Sin embargo, Sadat sí revolucionó toda la estructura geoestratégica de Oriente Próximo al señalar a los líderes árabes que solo podrían recuperar sus territorios si se liberaban de las garras de la Unión Soviética y adoptaban, en su lugar, la diplomacia pacífica encabezada por Estados Unidos. Lo mismo ocurrió con la Organización para la Liberación de Palestina (OLP). Desde principios de la década de 1970, inició un proceso de cambio que, con el tiempo, llevaría a su legendario líder, el presidente Yasir Arafat, a aceptar la solución de dos Estados en la Declaración de Argel de noviembre de 1988. Pero la obsesión de Israel con las tierras palestinas conquistadas era tal que prefirió desechar cualquier enfoque diplomático; políticamente hablando, resultaba más conveniente combatir a la OLP como organización terrorista. Esto estuvo bien mientras la bipolaridad de la Guerra Fría mantuvo al conflicto condenado a oscilar entre la parálisis y la guerra. Pero, con el colapso de la Unión Soviética, las oportunidades empezaron a eclipsar los riesgos. Esto se reflejó con ceremoniosidad en la Conferencia de Paz de Madrid, celebrada en octubre de 1991 bajo la copresidencia de los presidentes de Estados Unidos, George H. Bush, y Rusia, Mijaíl Gorbachov. Por primera vez en la historia del secular conflicto árabe-israelí, las partes implicadas y los principales actores internacionales pusieron en marcha un esfuerzo coordinado para lograr una solución global al conflicto.

No obstante, fue necesario que en Israel se produjera un cambio de gobierno, de Isaac Shamir, del partido Likud, a un laborista transformado, Isaac Rabin, para que en 1993 se alcanzaran los históricos Acuerdos de Oslo entre Israel y la OLP. Los de Oslo fueron unos acuerdos interinos que permitieron la creación de una autonomía palestina en Gaza y partes de Cisjordania y establecieron una hoja de ruta para las negociaciones de los temas centrales del conflicto: Jerusalén, los refugiados palestinos, los asentamientos israelíes y la creación de un Estado palestino.

Por desgracia, los Acuerdos de Oslo se diseñaron para funcionar en condiciones estériles de laboratorio, ya que presuponían que podía generarse una relación de confianza entre los ocupados y el ocupante ávido de tierras. Carecían de mecanismos que obligaran a cumplir las condiciones acordadas y de sanciones aplicables a quienes quebrantasen los convenios. Sus artífices daban por supuesta la buena voluntad de las partes y su compromiso de avanzar juntas, de la mano, hacia el acuerdo final sobre las cuestiones más divisivas que cabría imaginar. Rabin también esperaba que Arafat fuera el subcontratista de la seguridad de Israel y pusiera fin a la Primera Intifada en los territorios ocupados, que no había cesado en ningún momento desde 1987. Pero Arafat fue incapaz de cumplir. Dedujo, con razón, que reprimir a los radicales islamistas de Hamás y de la Yihad Islámica lo presentaría, a ojos de su pueblo, como un «colaborador» de los israelíes. Israel no podía hacer gran cosa para ayudarlo, ya que Isaac Rabin estaba atrapado en su insostenible enfoque de doble filo: luchar contra el terrorismo como si no existiera ningún proceso de paz y perseguir el proceso de paz como si no existiera el terrorismo.

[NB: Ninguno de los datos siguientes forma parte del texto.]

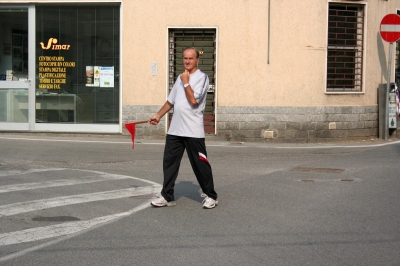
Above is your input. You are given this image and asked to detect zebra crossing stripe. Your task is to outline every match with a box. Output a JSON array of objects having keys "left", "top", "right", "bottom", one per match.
[
  {"left": 0, "top": 186, "right": 155, "bottom": 217},
  {"left": 0, "top": 201, "right": 150, "bottom": 249}
]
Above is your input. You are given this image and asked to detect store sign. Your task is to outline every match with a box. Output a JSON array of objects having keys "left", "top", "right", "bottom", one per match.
[
  {"left": 389, "top": 92, "right": 397, "bottom": 128},
  {"left": 38, "top": 38, "right": 75, "bottom": 90},
  {"left": 40, "top": 38, "right": 71, "bottom": 50}
]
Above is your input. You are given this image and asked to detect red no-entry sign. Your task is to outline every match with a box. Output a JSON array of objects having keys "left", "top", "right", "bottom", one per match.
[{"left": 380, "top": 14, "right": 400, "bottom": 42}]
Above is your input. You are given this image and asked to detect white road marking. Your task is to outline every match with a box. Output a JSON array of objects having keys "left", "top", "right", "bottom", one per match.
[
  {"left": 0, "top": 136, "right": 400, "bottom": 149},
  {"left": 0, "top": 186, "right": 154, "bottom": 217},
  {"left": 0, "top": 175, "right": 133, "bottom": 193},
  {"left": 0, "top": 202, "right": 150, "bottom": 246},
  {"left": 0, "top": 169, "right": 162, "bottom": 256}
]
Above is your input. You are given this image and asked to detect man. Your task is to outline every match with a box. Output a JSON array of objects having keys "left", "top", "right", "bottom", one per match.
[{"left": 150, "top": 47, "right": 218, "bottom": 209}]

Se creó un círculo vicioso fatal por el que los palestinos sufrieron un castigo colectivo: el declive económico y la expansión de los asentamientos, cuya población aumentó bajo el gobierno de Rabin en un 48% en Cisjordania y en un 62% en la Franja de Gaza. Más que como un Estado moderno sometido al derecho internacional, Israel se comportó en los territorios como poseído por una irresistible hambre agraria.

Cuando un fanático judío asesinó a Rabin por considerarlo un traidor que había vendido la Tierra de Israel, el primer ministro ya estaba muy dañado, políticamente hablando, a causa de una serie de devastadores ataques terroristas suicidas. El mandato de Benjamín Netanyahu (1996-1999) le asestó el coup de grâce a un proceso de paz ya moribundo. Ehud Barak, un condecorado exjefe del Estado Mayor de las Fuerzas de Defensa de Israel y entonces líder del Partido Laborista, derrotó a Netanyahu en mayo de 1999 y se convirtió en el nuevo primer ministro de Israel. Barak, un híbrido de sentimientos de derecha y planteamientos políticos de izquierda, cultivó la imagen de ser el sucesor de Rabin, un general convertido en hombre de Estado. No perdió el tiempo explicando su intención de alcanzar un acuerdo de paz con Siria y con los palestinos, así como de retirarse del sur del Líbano, siguiendo la Resolución 425 del Consejo de Seguridad de la ONU.

Los avances históricos no se producen en el vacío. Exigen una rara sinergia entre unas condiciones sociales y estratégicas maduras y un liderazgo capaz de aprovechar las nuevas circunstancias y de aglutinar a la nación tras su visión. A finales del milenio, Barak seguía creyendo que la ventana de oportunidad de los tiempos de Rabin, aunque más estrecha, seguía abierta, y estaba decidido a perseguir ese legado de paz antes de que una brutal ola de fundamentalismo islámico derrocara los regímenes prooccidentales de la región y antes de que la organización fundamentalista Hamás se hiciese con el control de la sociedad palestina y acabara con cualquier posibilidad de acuerdo. Arafat, pese a todas sus flaquezas, era el último obstáculo en el imparable camino de Hamás. Estábamos actuando contra las arenas movedizas del tiempo. Porque también Irán estaba adquiriendo el nivel de superpotencia regional y extendiendo su patrocinio sobre una creciente ola fundamentalista. Como se nos informó inmediatamente después de asumir el poder, Irán no paraba de avanzar en su programa nuclear. Al pujante imperio chií le interesaba, desde un punto de vista estratégico, bloquear las posibilidades de un acercamiento entre israelíes y árabes.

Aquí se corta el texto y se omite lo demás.